Methods: Anti-COX-2 C666-1 cell line with COX-2 gene silencing mediated by shRNAmir lentiviral vector and the control cell line Anti-GL-2 C666-1 were exposed to various radiation doses. The clonogenic survival assay and curve fitting was used to calculate the radiobiological parameters and the sensitization enhancement ratio after the radiation. Cell cycle changes were assessed after the exposure by flow cytometric analysis. In a BALB/c nude mouse model, the growth curve of the xenografts was generated and the tumor growth inhibition rate was calculated.

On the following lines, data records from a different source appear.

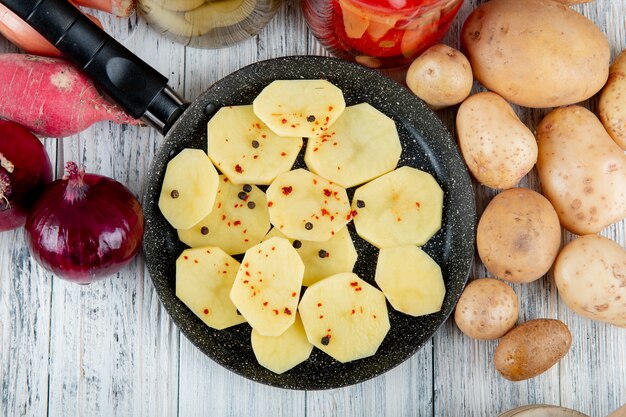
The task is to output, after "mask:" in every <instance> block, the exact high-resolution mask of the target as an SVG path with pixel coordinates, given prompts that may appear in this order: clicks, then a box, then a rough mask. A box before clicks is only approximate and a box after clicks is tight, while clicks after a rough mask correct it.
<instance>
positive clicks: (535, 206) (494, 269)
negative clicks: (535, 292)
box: [476, 188, 561, 283]
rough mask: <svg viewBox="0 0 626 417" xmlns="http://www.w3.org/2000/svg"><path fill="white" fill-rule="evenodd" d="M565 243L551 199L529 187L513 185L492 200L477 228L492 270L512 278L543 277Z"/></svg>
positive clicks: (480, 252)
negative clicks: (549, 201) (507, 189)
mask: <svg viewBox="0 0 626 417" xmlns="http://www.w3.org/2000/svg"><path fill="white" fill-rule="evenodd" d="M560 245H561V226H560V224H559V218H558V216H557V215H556V212H555V211H554V208H553V207H552V205H551V204H550V202H549V201H548V200H547V199H546V198H545V197H544V196H542V195H541V194H539V193H537V192H535V191H533V190H529V189H527V188H512V189H510V190H506V191H503V192H501V193H500V194H498V195H497V196H495V197H494V198H493V200H491V202H489V205H487V208H485V211H484V212H483V214H482V216H481V218H480V220H479V222H478V228H477V230H476V246H477V247H478V255H479V256H480V259H481V260H482V262H483V264H484V265H485V267H486V268H487V270H488V271H489V272H491V273H492V274H493V275H495V276H496V277H498V278H501V279H503V280H506V281H510V282H517V283H526V282H532V281H535V280H537V279H539V278H541V277H542V276H543V275H544V274H545V273H546V272H548V270H549V269H550V267H551V266H552V263H553V262H554V259H555V258H556V256H557V254H558V253H559V247H560Z"/></svg>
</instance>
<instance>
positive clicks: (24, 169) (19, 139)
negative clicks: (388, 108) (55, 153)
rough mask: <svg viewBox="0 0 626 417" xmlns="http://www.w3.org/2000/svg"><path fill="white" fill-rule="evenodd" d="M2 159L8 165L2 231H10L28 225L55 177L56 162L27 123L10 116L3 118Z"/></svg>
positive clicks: (5, 163)
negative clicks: (46, 186)
mask: <svg viewBox="0 0 626 417" xmlns="http://www.w3.org/2000/svg"><path fill="white" fill-rule="evenodd" d="M2 159H4V160H5V162H4V165H5V166H0V231H6V230H12V229H15V228H18V227H20V226H22V225H24V223H25V222H26V215H27V213H28V211H29V210H30V209H31V207H32V205H33V203H34V202H35V200H36V199H37V197H38V196H39V194H41V192H42V191H43V188H44V186H45V185H46V184H48V183H49V182H50V181H52V166H51V165H50V159H49V158H48V154H47V153H46V149H45V148H44V146H43V145H42V143H41V142H40V141H39V139H37V137H35V135H33V134H32V133H30V132H29V131H28V130H27V129H26V128H24V127H23V126H21V125H19V124H17V123H14V122H9V121H6V120H0V160H2ZM7 162H9V163H10V164H11V165H13V168H12V169H9V170H7V168H6V165H7ZM0 165H2V163H0ZM9 171H13V172H9Z"/></svg>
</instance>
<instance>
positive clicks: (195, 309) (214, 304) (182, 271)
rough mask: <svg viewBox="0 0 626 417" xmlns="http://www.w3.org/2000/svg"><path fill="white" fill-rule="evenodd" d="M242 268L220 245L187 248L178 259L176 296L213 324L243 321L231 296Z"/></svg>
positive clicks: (228, 325) (236, 323)
mask: <svg viewBox="0 0 626 417" xmlns="http://www.w3.org/2000/svg"><path fill="white" fill-rule="evenodd" d="M238 268H239V262H237V261H236V260H234V259H233V258H231V257H230V256H228V255H227V254H226V253H225V252H224V251H223V250H221V249H220V248H217V247H213V246H206V247H203V248H196V249H186V250H184V251H183V253H181V255H180V256H179V257H178V259H177V260H176V296H177V297H178V298H179V299H180V300H181V301H182V302H183V303H184V304H185V305H186V306H187V307H189V309H190V310H191V311H193V313H194V314H195V315H196V316H198V317H200V319H201V320H202V321H203V322H204V323H206V325H207V326H209V327H212V328H214V329H217V330H222V329H225V328H226V327H230V326H234V325H236V324H239V323H243V322H245V319H244V318H243V316H241V315H240V314H238V313H237V309H236V308H235V305H234V304H233V303H232V301H231V300H230V297H229V293H230V289H231V287H232V285H233V282H234V281H235V276H236V275H237V270H238Z"/></svg>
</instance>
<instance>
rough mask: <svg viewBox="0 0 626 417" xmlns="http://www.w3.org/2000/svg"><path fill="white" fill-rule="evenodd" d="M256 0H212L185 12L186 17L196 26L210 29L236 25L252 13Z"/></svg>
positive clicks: (254, 8)
mask: <svg viewBox="0 0 626 417" xmlns="http://www.w3.org/2000/svg"><path fill="white" fill-rule="evenodd" d="M255 7H256V0H220V1H212V2H210V3H207V4H205V5H203V6H200V7H198V8H197V9H195V10H191V11H188V12H187V13H185V19H187V21H188V22H189V23H191V24H192V25H194V27H198V28H201V29H202V30H205V31H207V32H208V31H209V30H211V29H214V28H221V27H227V26H232V25H236V24H237V23H240V22H242V21H244V20H245V19H246V18H247V17H248V16H250V15H251V14H252V12H253V11H254V9H255Z"/></svg>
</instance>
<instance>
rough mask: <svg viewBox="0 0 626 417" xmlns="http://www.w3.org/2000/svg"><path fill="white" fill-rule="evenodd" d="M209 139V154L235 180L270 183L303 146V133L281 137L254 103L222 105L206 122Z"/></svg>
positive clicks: (246, 182) (282, 171) (244, 182)
mask: <svg viewBox="0 0 626 417" xmlns="http://www.w3.org/2000/svg"><path fill="white" fill-rule="evenodd" d="M292 136H293V135H292ZM207 142H208V154H209V158H211V161H213V163H214V164H215V166H216V167H217V168H218V169H219V170H220V171H222V173H224V175H226V176H227V177H228V179H230V180H231V181H232V182H233V183H234V184H259V185H268V184H270V183H271V182H272V181H273V180H274V178H276V176H277V175H278V174H280V173H282V172H287V171H289V170H290V169H291V167H292V166H293V163H294V161H295V160H296V157H297V156H298V153H299V152H300V149H301V148H302V137H301V136H298V137H278V136H277V135H276V134H275V133H274V132H272V131H271V130H270V129H269V128H268V127H267V126H266V125H265V124H264V123H263V122H262V121H261V120H260V119H259V118H258V117H257V116H256V115H255V114H254V112H253V111H252V106H229V107H222V108H221V109H219V111H218V112H217V113H215V115H214V116H213V117H212V118H211V120H210V121H209V123H208V125H207Z"/></svg>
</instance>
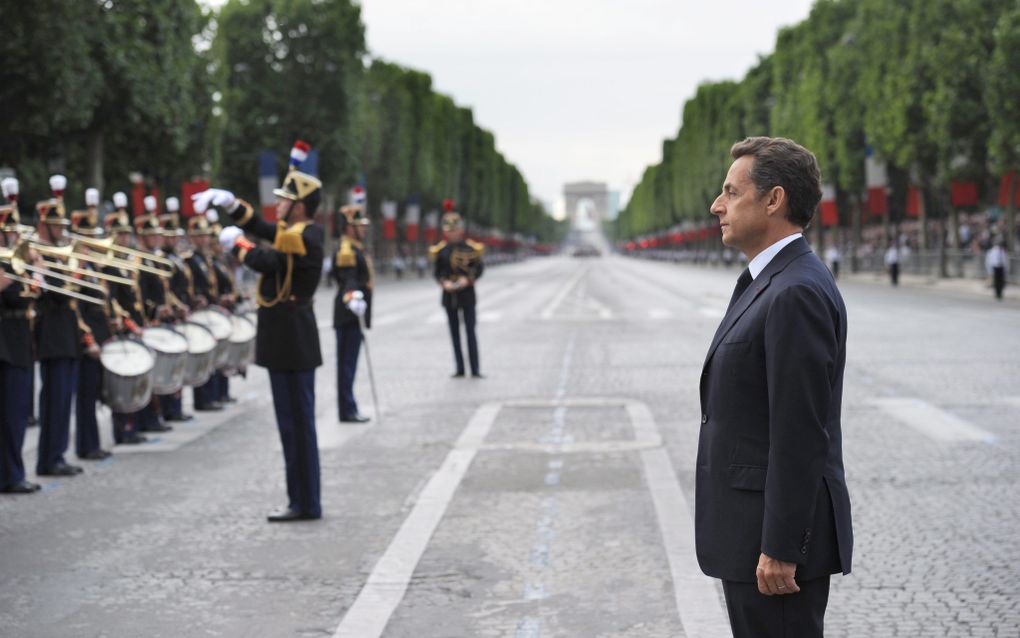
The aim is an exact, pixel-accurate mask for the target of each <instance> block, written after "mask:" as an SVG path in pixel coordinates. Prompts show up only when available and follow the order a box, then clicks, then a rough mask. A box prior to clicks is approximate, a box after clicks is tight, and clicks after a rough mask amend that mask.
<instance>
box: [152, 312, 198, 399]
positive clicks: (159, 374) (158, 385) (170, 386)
mask: <svg viewBox="0 0 1020 638" xmlns="http://www.w3.org/2000/svg"><path fill="white" fill-rule="evenodd" d="M142 342H143V343H145V345H147V346H149V348H151V349H152V350H153V351H154V352H155V353H156V365H155V367H154V369H153V371H152V391H153V392H154V393H156V394H173V393H174V392H176V391H177V390H180V389H181V387H182V386H183V385H184V382H185V365H186V364H187V362H188V339H187V338H186V337H185V336H184V335H182V334H181V333H179V332H176V331H175V330H173V329H172V328H167V327H165V326H154V327H152V328H146V329H145V330H143V331H142Z"/></svg>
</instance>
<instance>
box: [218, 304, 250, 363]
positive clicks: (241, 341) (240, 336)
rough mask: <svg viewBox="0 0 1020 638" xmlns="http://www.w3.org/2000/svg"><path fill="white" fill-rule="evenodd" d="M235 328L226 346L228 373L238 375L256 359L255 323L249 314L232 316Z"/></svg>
mask: <svg viewBox="0 0 1020 638" xmlns="http://www.w3.org/2000/svg"><path fill="white" fill-rule="evenodd" d="M231 322H232V323H233V326H234V330H233V331H232V332H231V339H230V342H228V344H227V347H226V352H227V355H226V365H225V367H224V371H225V372H226V374H230V375H236V374H238V372H239V371H241V370H243V369H244V367H245V366H247V365H251V364H252V363H253V362H254V361H255V324H254V323H253V322H252V321H251V320H250V318H248V317H247V316H240V315H237V314H235V315H234V316H232V317H231Z"/></svg>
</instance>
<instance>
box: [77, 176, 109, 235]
mask: <svg viewBox="0 0 1020 638" xmlns="http://www.w3.org/2000/svg"><path fill="white" fill-rule="evenodd" d="M98 208H99V190H98V189H94V188H90V189H86V191H85V210H74V211H72V212H71V213H70V231H71V232H72V233H78V234H79V235H88V236H90V237H98V236H99V235H102V234H103V229H102V227H100V226H99V210H98Z"/></svg>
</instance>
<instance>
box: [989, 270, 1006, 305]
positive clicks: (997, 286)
mask: <svg viewBox="0 0 1020 638" xmlns="http://www.w3.org/2000/svg"><path fill="white" fill-rule="evenodd" d="M991 284H992V286H994V288H996V299H1002V298H1003V290H1005V289H1006V267H1005V266H1002V265H997V266H996V267H993V268H991Z"/></svg>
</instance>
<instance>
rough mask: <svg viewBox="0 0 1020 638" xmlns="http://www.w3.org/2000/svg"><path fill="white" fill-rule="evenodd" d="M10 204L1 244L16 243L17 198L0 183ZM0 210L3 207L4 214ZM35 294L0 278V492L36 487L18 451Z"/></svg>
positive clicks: (29, 410)
mask: <svg viewBox="0 0 1020 638" xmlns="http://www.w3.org/2000/svg"><path fill="white" fill-rule="evenodd" d="M2 186H3V193H4V196H5V197H6V198H7V201H8V204H7V206H5V207H0V232H2V233H3V237H4V240H5V241H4V245H5V246H7V247H9V248H13V247H14V245H15V244H16V243H17V240H18V238H19V237H18V233H17V231H18V222H19V219H18V214H17V195H18V183H17V180H15V179H14V178H6V179H4V180H3V184H2ZM2 208H6V210H3V209H2ZM35 299H36V294H35V293H34V292H33V291H32V290H29V289H28V288H25V287H24V286H23V285H22V284H20V283H17V282H13V281H11V280H10V279H8V278H7V277H6V275H3V274H0V492H2V493H5V494H31V493H33V492H37V491H39V485H38V484H36V483H32V482H31V481H28V480H27V479H25V475H24V460H23V459H22V457H21V448H22V446H23V444H24V430H25V428H27V427H28V422H29V414H30V413H31V411H32V377H33V357H32V328H31V325H30V322H31V320H32V313H33V304H34V302H35Z"/></svg>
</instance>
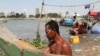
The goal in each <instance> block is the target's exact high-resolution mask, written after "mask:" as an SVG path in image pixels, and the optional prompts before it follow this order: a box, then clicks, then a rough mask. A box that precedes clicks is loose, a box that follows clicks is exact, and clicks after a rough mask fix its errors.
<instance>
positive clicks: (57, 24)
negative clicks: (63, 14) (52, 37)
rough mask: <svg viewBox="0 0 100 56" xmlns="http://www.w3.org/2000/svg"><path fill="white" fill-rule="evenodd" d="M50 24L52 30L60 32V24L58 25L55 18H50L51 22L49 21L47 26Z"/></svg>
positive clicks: (46, 24) (56, 31)
mask: <svg viewBox="0 0 100 56" xmlns="http://www.w3.org/2000/svg"><path fill="white" fill-rule="evenodd" d="M47 25H49V27H50V28H51V30H55V31H56V32H57V33H58V34H60V33H59V26H58V23H57V22H56V21H54V20H50V21H49V22H47V23H46V24H45V26H47Z"/></svg>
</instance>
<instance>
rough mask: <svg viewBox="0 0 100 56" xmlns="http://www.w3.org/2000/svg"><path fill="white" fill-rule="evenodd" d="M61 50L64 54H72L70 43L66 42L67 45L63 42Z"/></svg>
mask: <svg viewBox="0 0 100 56" xmlns="http://www.w3.org/2000/svg"><path fill="white" fill-rule="evenodd" d="M62 49H63V50H62V51H63V53H64V54H65V55H66V56H72V50H71V47H70V45H69V44H68V43H67V45H66V44H64V45H63V48H62Z"/></svg>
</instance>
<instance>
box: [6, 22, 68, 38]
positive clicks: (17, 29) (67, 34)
mask: <svg viewBox="0 0 100 56" xmlns="http://www.w3.org/2000/svg"><path fill="white" fill-rule="evenodd" d="M38 22H39V21H38V20H8V21H7V23H6V24H5V25H6V26H7V28H8V29H9V30H10V31H11V32H12V33H14V34H15V35H16V36H17V37H18V38H19V39H30V40H32V39H34V38H35V37H36V32H37V25H38ZM45 23H46V21H41V23H40V31H39V33H40V36H41V38H42V39H47V38H46V35H45V30H44V27H45V26H44V25H45ZM69 28H70V27H66V26H59V29H60V34H61V36H62V37H63V38H64V39H66V40H67V39H68V38H69V31H68V30H69Z"/></svg>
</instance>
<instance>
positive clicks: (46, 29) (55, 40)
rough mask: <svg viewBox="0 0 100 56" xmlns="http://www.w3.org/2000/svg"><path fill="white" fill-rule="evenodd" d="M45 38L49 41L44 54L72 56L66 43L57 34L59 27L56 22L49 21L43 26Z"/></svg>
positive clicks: (61, 38) (59, 34)
mask: <svg viewBox="0 0 100 56" xmlns="http://www.w3.org/2000/svg"><path fill="white" fill-rule="evenodd" d="M45 32H46V36H47V38H48V40H49V44H48V47H47V48H46V50H45V52H46V53H51V54H60V55H66V56H72V50H71V47H70V45H69V44H68V42H66V41H65V40H64V39H63V38H62V37H61V36H60V33H59V26H58V24H57V22H56V21H53V20H51V21H49V22H48V23H47V24H45Z"/></svg>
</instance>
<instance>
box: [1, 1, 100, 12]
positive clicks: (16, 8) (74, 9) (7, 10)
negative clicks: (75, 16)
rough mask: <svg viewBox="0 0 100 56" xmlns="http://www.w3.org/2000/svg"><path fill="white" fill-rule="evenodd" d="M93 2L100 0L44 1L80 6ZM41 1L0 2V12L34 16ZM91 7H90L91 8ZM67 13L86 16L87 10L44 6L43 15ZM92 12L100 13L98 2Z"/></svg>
mask: <svg viewBox="0 0 100 56" xmlns="http://www.w3.org/2000/svg"><path fill="white" fill-rule="evenodd" d="M95 1H100V0H45V3H46V4H51V5H64V6H69V5H82V4H89V3H92V2H95ZM41 3H42V0H0V12H10V11H16V12H26V13H29V14H35V9H36V8H41ZM92 7H93V5H91V8H92ZM66 11H69V13H70V14H72V13H75V12H77V13H79V14H87V12H88V9H85V8H84V6H80V7H52V6H44V11H43V12H44V13H48V12H57V13H60V12H63V13H65V12H66ZM93 11H100V2H98V3H96V4H94V9H93Z"/></svg>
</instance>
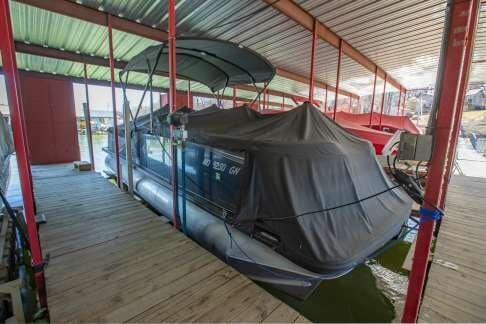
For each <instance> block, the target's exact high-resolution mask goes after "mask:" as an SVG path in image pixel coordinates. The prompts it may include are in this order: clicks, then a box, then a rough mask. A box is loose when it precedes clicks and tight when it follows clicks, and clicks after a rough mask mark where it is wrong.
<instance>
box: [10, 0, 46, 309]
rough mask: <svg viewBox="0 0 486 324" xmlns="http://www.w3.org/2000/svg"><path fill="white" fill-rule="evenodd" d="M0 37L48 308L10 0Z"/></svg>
mask: <svg viewBox="0 0 486 324" xmlns="http://www.w3.org/2000/svg"><path fill="white" fill-rule="evenodd" d="M0 39H1V41H0V50H1V54H2V62H3V71H4V75H5V84H6V88H7V96H8V99H9V109H10V118H11V126H12V132H13V140H14V145H15V152H16V157H17V167H18V170H19V177H20V187H21V191H22V199H23V204H24V217H25V223H26V225H27V235H28V239H29V244H30V252H31V256H32V266H33V268H34V276H35V282H36V286H37V290H38V294H39V302H40V305H41V307H45V308H47V295H46V287H45V279H44V267H43V265H44V261H43V259H42V249H41V245H40V241H39V233H38V231H37V224H36V221H35V207H34V197H33V195H32V192H33V190H32V178H31V173H30V165H29V161H28V156H27V149H28V148H27V138H26V129H25V121H24V116H23V107H22V96H21V89H20V78H19V74H18V70H17V61H16V58H15V47H14V38H13V34H12V25H11V20H10V10H9V5H8V0H0Z"/></svg>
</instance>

Results: Compared with the control cells, Anti-COX-2 C666-1 cells showed obviously lowered values of SF2, D0 and Dq but significantly increased α/β with a sensitivity enhancement ratio of 1.4014. COX-2 gene silencing increased the inhibition rate of the tumor xenografts after the radiation, and caused also decreased percentage of G2/M arrest resulting from the exposure.
Conclusion: Stable COX-2 silencing in NPC cells can improve the effect of radiotherapy both in vitro and in vivo. By changing the radiobiological parameters, genetically based COX-2 inhibitor may be a potentially promising radiosensitizer of NPC.